The next series of experiments were to ascertain the law of the evaporation of the water while in its spheroidal condition. At 200 °C, 0.10 g of water took 3.30 minutes to evaporate; at 400 °C, the same quantity of water was evaporated in 1.31 minutes; at a dull red heat, in 1.13 minutes; and at a bright red, in 0.50 minutes. Boutigny commented that his results could vary, within certain limits, with the humidity of the air, its pressure, the possible presence of local air currents, the form of the capsule, its degree of polish, the thickness of the wall, etc. Anyhow, they clearly opposed those reported by Klaproth that the rate of evaporation decreased with increased temperature. Boutigny believed that the difference was since Klaproth had carried his experiments in iron vessels and that the adherence of the oxide of the metal had interfered with the accuracy of the results. Anyhow, Boutigny’s results established clearly that bodies in their spherical condition remained constantly at a temperature lower than that of their ebullition, without regard to the temperature of the containing vessel, being, for example, for water, +96.7º; absolute alcohol, +75.5º; ether, +34.25º; ethyl chloride, +10.5º, and sulfur dioxide, -10.5 ºC (Boutigny, 1843b, 1847b).
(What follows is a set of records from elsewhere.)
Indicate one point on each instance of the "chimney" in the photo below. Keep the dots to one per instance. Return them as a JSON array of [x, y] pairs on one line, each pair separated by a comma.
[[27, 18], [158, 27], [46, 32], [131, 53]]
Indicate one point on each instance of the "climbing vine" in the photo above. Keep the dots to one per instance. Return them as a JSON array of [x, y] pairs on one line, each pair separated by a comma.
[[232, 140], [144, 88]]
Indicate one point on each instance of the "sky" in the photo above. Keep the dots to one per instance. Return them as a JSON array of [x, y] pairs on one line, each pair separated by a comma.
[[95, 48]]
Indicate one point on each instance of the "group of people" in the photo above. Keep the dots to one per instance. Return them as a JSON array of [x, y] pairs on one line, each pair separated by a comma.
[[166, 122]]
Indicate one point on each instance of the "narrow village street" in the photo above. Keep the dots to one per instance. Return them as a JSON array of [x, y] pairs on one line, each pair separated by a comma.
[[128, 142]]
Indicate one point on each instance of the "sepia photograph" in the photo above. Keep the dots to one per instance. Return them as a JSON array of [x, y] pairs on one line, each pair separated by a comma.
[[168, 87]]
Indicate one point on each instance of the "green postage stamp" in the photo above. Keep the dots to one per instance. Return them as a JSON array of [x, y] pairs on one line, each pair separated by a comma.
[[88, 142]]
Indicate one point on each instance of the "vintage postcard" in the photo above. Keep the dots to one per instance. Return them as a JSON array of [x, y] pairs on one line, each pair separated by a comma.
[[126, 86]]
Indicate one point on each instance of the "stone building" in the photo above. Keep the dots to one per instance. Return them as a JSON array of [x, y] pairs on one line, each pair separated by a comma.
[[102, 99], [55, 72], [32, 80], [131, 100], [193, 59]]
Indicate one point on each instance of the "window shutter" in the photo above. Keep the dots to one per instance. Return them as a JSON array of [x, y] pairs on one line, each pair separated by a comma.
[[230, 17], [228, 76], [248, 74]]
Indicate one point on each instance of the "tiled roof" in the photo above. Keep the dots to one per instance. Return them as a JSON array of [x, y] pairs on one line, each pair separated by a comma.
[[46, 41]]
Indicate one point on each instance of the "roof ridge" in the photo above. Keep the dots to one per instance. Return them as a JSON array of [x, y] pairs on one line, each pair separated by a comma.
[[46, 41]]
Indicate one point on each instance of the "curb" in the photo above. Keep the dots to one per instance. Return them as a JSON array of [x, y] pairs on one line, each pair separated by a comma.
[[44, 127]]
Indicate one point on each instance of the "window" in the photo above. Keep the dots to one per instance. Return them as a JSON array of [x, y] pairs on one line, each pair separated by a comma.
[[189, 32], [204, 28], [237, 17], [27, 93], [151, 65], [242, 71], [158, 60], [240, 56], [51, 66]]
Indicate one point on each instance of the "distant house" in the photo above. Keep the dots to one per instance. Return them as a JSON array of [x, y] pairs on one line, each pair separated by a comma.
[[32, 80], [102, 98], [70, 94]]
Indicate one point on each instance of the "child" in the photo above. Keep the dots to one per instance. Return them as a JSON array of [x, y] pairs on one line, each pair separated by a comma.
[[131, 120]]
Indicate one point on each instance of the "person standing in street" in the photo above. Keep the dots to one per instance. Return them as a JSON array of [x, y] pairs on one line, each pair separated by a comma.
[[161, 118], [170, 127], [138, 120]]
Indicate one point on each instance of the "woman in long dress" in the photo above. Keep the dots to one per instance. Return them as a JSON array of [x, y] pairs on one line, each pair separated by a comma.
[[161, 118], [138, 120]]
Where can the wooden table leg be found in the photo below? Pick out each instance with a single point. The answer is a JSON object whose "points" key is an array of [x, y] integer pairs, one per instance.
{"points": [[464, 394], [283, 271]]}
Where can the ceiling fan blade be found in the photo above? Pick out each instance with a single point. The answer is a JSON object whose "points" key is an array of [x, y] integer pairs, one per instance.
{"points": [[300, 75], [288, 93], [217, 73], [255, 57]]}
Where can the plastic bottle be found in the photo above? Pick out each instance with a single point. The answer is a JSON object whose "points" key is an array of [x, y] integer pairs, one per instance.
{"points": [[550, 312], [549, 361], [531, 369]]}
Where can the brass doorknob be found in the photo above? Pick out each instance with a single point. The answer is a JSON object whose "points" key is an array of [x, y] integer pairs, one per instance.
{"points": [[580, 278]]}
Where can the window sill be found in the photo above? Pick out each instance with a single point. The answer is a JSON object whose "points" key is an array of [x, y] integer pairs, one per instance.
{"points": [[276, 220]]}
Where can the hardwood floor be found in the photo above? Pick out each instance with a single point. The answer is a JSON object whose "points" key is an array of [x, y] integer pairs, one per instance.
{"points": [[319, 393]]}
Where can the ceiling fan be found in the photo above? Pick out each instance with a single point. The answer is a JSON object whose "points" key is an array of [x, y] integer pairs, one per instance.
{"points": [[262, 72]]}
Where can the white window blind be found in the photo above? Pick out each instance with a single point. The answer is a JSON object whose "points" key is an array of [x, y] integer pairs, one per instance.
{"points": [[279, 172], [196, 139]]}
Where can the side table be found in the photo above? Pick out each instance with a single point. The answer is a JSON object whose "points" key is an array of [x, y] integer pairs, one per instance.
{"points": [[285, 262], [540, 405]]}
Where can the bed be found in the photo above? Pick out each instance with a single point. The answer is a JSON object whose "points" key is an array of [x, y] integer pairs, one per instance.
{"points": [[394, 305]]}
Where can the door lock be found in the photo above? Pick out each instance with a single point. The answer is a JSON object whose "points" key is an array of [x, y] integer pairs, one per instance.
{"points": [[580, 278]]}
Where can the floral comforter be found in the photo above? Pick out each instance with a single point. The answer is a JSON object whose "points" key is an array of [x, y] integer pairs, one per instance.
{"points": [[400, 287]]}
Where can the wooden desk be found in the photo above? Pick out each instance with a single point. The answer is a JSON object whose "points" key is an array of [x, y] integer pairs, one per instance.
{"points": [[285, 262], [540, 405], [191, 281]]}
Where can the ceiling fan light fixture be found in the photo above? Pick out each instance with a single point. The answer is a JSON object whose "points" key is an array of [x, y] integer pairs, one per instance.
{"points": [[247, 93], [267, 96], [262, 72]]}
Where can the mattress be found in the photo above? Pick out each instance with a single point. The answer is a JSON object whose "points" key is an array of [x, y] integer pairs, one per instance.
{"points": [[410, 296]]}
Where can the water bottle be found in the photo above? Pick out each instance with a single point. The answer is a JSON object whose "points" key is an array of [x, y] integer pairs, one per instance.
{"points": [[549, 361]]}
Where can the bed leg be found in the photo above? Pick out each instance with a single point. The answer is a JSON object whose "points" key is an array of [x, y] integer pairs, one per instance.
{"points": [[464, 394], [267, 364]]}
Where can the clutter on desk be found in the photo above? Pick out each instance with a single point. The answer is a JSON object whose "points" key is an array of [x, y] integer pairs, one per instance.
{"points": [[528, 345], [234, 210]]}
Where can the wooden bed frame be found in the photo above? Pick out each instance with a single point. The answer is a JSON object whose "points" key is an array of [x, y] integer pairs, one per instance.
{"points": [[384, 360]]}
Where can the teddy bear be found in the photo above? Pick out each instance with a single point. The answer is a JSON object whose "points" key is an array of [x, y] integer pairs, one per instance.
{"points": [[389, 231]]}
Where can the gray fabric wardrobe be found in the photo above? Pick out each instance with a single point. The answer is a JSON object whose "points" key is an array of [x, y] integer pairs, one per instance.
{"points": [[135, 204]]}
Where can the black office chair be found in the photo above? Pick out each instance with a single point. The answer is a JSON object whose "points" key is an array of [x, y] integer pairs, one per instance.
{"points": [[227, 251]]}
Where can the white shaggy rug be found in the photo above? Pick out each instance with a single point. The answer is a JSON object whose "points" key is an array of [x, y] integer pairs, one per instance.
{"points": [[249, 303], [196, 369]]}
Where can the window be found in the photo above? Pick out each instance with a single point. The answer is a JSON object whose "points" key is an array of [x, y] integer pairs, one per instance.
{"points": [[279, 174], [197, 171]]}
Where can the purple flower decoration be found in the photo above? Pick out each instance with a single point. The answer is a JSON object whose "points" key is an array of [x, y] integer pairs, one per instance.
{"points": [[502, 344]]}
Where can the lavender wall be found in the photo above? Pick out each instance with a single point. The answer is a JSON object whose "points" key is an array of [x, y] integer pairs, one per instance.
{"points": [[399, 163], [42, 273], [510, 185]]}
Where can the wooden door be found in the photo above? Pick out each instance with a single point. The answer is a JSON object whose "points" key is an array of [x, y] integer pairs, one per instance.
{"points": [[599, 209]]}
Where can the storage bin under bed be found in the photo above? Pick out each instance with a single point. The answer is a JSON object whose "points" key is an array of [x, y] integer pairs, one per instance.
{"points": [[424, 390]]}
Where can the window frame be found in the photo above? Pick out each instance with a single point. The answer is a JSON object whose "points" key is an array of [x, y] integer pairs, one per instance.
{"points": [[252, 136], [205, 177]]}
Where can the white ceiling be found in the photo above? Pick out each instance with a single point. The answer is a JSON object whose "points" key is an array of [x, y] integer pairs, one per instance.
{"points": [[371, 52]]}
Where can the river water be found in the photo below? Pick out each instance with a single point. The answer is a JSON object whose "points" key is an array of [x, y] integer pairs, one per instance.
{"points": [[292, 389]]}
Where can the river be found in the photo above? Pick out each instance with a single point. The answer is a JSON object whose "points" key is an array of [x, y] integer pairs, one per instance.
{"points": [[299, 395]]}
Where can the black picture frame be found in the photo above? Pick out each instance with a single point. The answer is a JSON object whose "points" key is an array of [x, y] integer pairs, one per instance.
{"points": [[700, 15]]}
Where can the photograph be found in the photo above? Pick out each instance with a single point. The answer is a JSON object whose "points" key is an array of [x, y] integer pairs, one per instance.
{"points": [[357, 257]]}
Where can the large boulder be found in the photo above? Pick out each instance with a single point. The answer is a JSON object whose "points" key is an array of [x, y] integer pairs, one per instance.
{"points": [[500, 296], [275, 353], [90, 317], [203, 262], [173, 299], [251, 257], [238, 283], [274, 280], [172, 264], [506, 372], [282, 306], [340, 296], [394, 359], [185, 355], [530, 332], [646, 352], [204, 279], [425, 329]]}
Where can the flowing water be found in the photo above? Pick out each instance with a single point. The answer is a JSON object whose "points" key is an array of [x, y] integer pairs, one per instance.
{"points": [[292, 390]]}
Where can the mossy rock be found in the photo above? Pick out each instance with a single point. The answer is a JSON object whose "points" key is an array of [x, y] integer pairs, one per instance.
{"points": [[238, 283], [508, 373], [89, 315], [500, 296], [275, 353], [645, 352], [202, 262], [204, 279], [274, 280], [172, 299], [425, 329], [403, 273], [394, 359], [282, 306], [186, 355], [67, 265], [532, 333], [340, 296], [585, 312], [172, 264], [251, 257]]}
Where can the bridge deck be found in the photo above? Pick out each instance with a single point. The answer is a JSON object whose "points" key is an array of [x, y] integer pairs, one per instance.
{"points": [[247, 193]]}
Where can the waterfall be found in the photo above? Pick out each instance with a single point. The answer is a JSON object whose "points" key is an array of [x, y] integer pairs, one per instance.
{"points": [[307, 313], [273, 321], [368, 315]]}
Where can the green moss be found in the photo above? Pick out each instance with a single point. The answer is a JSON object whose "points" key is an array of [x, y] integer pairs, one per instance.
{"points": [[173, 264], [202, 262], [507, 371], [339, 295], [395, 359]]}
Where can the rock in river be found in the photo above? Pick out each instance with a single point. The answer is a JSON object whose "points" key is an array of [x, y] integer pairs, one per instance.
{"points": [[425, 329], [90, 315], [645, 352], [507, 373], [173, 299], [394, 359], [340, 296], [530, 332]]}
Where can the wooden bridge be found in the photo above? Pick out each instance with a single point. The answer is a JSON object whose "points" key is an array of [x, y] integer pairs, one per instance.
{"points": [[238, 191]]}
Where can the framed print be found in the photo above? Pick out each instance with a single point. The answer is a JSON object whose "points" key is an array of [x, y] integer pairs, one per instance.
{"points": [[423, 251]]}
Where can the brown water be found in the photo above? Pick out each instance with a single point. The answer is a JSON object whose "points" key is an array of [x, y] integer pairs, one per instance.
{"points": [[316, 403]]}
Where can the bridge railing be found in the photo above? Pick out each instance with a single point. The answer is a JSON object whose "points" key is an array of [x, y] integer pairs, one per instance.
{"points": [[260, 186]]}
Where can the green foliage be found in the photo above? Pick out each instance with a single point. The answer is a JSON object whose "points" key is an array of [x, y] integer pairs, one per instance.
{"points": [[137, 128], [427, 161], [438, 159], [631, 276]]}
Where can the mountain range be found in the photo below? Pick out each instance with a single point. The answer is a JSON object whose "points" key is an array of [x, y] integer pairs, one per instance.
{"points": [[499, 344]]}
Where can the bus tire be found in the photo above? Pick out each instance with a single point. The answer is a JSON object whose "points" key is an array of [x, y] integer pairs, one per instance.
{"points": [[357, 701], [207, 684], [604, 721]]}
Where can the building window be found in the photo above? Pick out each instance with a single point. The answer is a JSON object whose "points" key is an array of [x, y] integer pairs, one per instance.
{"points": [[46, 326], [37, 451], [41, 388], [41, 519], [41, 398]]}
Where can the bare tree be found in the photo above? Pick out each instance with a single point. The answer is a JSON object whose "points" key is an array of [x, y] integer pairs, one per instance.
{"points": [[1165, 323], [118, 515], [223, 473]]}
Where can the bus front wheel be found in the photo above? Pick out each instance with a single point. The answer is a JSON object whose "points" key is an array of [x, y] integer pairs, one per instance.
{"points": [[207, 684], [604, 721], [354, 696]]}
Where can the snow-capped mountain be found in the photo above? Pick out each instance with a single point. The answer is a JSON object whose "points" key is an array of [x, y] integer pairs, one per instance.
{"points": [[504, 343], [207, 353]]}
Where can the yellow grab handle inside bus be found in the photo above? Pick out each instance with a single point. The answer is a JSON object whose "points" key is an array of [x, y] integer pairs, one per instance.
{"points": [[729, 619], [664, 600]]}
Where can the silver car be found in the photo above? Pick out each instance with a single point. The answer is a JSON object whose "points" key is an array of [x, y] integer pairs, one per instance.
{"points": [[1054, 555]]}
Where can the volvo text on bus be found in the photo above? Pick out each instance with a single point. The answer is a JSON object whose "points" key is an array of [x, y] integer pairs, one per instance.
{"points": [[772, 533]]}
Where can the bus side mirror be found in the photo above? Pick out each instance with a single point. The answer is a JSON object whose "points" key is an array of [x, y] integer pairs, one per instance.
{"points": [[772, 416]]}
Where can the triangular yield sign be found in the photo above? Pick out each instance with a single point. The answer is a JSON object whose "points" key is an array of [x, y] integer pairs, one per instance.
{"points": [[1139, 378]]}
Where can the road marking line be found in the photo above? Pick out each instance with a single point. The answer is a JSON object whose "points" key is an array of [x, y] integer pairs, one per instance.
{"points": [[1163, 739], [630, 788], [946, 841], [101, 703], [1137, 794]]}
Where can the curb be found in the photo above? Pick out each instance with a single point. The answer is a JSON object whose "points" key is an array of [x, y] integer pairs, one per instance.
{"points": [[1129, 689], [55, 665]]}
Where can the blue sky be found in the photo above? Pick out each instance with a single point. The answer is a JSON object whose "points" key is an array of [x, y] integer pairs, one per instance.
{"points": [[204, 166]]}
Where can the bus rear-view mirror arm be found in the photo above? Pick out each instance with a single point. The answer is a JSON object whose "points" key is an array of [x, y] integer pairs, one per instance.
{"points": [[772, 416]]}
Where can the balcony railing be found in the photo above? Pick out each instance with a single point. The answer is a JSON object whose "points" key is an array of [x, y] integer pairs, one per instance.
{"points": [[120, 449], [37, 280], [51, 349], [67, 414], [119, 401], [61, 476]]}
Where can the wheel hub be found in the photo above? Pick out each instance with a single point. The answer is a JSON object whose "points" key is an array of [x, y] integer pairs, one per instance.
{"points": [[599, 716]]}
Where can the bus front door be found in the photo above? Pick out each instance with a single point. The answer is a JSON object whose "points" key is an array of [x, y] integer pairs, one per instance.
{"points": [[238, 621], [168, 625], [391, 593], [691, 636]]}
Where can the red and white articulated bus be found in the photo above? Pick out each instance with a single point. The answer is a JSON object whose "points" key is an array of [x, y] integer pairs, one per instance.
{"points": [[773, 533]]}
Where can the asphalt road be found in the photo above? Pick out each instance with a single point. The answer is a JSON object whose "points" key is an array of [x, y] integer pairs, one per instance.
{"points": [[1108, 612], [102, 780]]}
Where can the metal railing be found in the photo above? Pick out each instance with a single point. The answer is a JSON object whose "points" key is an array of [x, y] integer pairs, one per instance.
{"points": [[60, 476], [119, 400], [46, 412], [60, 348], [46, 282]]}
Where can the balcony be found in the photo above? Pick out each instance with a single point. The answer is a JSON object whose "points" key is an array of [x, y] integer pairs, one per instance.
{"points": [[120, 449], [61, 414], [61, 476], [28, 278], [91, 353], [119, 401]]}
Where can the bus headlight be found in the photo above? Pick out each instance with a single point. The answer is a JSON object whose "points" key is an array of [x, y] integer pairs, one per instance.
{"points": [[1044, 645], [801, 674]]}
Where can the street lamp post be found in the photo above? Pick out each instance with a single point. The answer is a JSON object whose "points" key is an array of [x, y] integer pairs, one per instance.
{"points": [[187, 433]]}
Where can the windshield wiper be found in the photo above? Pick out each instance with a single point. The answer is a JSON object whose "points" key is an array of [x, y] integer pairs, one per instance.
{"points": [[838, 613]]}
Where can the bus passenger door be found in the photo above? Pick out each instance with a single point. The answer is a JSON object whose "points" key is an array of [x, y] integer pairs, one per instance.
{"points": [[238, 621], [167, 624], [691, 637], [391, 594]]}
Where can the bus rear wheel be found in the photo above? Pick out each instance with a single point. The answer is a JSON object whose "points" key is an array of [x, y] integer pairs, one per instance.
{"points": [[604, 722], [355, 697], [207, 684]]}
Boutigny was the first to experiment with sulfur dioxide and notice its remarkable and unexpected behavior on hot surfaces. He heated to white a platinum capsule and poured into it several grams of anhydrous sulfur dioxide. Observing the neck of the flask containing the sulfur dioxide at the part which corresponded to the hand, he noted that the dioxide was boiling very rapidly, and that this phenomenon ceased immediately when it fell in the capsule and presented all the physical phenomena presented by water. While in the capsule, the evaporation took place extremely slowly and without any sign of boiling. When carrying the operation in humid weather, dioxide became opal and lost more and more its transparency until it became solid. Inspection of the solid showed that this solid was almost entirely composed of water. This phenomenon did not occur in dry air: Now the sulfur dioxide did not solidify and evaporated without leaving a residue. Throwing distilled water drop by drop into sulfur dioxide in the spheroidal condition, it froze, even if the capsule was white hot (Boutigny, 1843b, 1847b).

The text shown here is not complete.